Virgin Atlantic has completed a £1.2 billion recapitalisation.
Having taken the final steps in the legal process, the airline is hoping to emerge from the Covid-19 crisis as a sustainably profitable carrier.
However, the devastating impact of Covid-19 on global aviation continues unabated, and the airline said it must take further steps to ensure survival.
These include cutting 1,150 jobs across the company.
Virgin Atlantic said it would work closely with unions Unite and BALPA to implement the cuts, with a company-wide consultation period of 45 days begins today.
Shai Weiss, chief executive of Virgin Atlantic, commented: “Together, we have achieved what many thought impossible and that is down to the efforts and sacrifices of so many across the company.
“The completion of the private only, solvent recapitalisation of Virgin Atlantic removes much of the uncertainty we faced and represents a major step forward in our fight for survival.”
Virgin also joined growing calls for the introduction of a Covid-19 testing regime to boost confidence among travellers.
Since March 16th it has not been possible for many British nationals to enter the United States upon arrival from the UK, Ireland and the Schengen Area.
Since June, travellers arriving in the UK from the US have been subject to a 14-day quarantine.
Such transatlantic flying is the core of the Virgin Atlantic model.

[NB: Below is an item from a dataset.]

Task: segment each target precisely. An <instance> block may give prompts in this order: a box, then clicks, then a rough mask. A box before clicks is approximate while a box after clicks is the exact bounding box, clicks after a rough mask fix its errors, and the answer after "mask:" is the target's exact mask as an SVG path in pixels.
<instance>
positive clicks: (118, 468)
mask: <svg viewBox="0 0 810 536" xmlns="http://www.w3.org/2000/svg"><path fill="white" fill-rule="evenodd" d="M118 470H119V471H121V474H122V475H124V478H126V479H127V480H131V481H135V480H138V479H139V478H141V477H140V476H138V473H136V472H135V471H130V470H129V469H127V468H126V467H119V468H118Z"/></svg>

As the airline increases passenger operations, it argued the opening of US borders and removal of quarantine is imperative to recovery.
“After the sacrifices so many of our people have made, further reducing the number of people we employ is heart-breaking but essential for survival.
“I truly hope that as demand returns, we will see many members of our team returning to us.
“The unique spirit of our people, the passion we have for our customers and each other, and the drive to do things better has been tested but not broken.
“There will be a recovery, the timing and speed of which is uncertain,” concluded Weiss.